Well, the first thing I notice as I look at this situation is that $f(n)$ and $g(n)$ are negative initially. We're going to want them to be positive, at least, for otherwise, $C\cdot g(n)<f(n)$ for any positive $C.$ Thus, we only need to consider $n>200.$

Now, in the comments, you pointed out that you'd gotten from $$n-100\le C\cdot(n-200)$$ to the statement $$n\cdot(C-1)-100(C-2)\ge 0.$$ Unfortunately, something appears to have gone wrong. Let me take you through the steps. $$n-100\le C\cdot(n-200)\\n-100\le Cn-200C\\-100\le Cn-n-200C\\-100\le n\cdot(C-1)-200 C\\0\le n\cdot(C-1)+100-200 C\\0\le n\cdot(C-1)+100(1-2C).$$

At this point, you're basically there!

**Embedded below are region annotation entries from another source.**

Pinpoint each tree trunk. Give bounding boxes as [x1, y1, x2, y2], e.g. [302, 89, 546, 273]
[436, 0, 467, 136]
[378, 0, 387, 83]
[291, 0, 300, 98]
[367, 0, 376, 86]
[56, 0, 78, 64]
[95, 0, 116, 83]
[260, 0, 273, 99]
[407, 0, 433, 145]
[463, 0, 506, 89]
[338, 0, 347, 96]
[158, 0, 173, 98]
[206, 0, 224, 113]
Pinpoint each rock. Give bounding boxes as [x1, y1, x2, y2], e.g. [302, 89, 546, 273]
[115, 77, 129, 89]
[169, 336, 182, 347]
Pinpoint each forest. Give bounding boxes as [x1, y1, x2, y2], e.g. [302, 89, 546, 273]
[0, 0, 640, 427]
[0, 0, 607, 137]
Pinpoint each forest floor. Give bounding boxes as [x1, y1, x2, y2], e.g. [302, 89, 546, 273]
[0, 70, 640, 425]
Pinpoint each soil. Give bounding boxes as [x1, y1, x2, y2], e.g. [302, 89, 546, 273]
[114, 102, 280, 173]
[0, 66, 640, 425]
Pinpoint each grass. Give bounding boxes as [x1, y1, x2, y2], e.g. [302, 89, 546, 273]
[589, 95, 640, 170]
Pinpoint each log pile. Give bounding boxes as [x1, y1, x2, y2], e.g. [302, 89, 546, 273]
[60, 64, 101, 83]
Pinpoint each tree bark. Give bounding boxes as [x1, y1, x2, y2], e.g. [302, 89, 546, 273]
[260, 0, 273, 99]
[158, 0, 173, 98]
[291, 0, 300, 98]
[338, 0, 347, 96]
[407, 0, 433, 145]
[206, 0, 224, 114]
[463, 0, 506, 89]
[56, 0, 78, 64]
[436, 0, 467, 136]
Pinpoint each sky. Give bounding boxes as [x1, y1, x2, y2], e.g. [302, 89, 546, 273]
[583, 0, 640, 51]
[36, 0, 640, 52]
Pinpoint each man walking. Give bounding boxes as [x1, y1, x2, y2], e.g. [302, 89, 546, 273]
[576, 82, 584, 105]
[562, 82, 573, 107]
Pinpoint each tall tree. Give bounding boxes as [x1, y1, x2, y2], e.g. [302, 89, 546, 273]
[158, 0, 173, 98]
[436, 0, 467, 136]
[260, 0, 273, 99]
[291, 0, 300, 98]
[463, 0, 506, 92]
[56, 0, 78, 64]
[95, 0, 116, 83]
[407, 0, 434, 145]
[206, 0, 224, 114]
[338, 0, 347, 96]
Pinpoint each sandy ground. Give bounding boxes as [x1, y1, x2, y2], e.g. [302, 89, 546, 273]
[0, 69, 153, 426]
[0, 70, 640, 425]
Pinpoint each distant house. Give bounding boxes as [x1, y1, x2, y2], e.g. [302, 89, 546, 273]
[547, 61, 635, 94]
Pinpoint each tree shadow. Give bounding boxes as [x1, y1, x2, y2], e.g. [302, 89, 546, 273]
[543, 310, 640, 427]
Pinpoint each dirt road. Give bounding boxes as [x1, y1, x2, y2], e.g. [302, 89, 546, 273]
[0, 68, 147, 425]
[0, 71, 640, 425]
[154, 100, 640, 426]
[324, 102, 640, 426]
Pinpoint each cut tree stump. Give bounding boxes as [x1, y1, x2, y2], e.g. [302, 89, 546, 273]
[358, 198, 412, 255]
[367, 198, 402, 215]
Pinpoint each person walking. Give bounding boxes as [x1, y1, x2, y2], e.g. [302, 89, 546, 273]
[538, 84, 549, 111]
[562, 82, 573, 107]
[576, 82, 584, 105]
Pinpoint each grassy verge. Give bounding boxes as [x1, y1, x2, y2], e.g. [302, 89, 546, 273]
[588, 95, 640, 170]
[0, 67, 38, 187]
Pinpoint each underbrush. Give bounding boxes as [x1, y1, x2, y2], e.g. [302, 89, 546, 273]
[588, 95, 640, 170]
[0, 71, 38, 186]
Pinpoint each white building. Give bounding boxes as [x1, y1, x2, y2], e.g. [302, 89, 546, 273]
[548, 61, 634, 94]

Let's rewrite it instead as $$n\cdot(C-1)\ge100\cdot(2C-1),$$ and observe that $C\le 1$ absolutely won't get the job done, so we can assume $C>1,$ meaning $C-1>0.$ Thus, we get the equivalent inequality $$n\ge100\cdot\frac{2C-1}{C-1}=100\cdot\left(\frac{2C-2}{C-1}+\frac1{C-1}\right)=200+\frac{100}{C-1}$$ Does that get you there?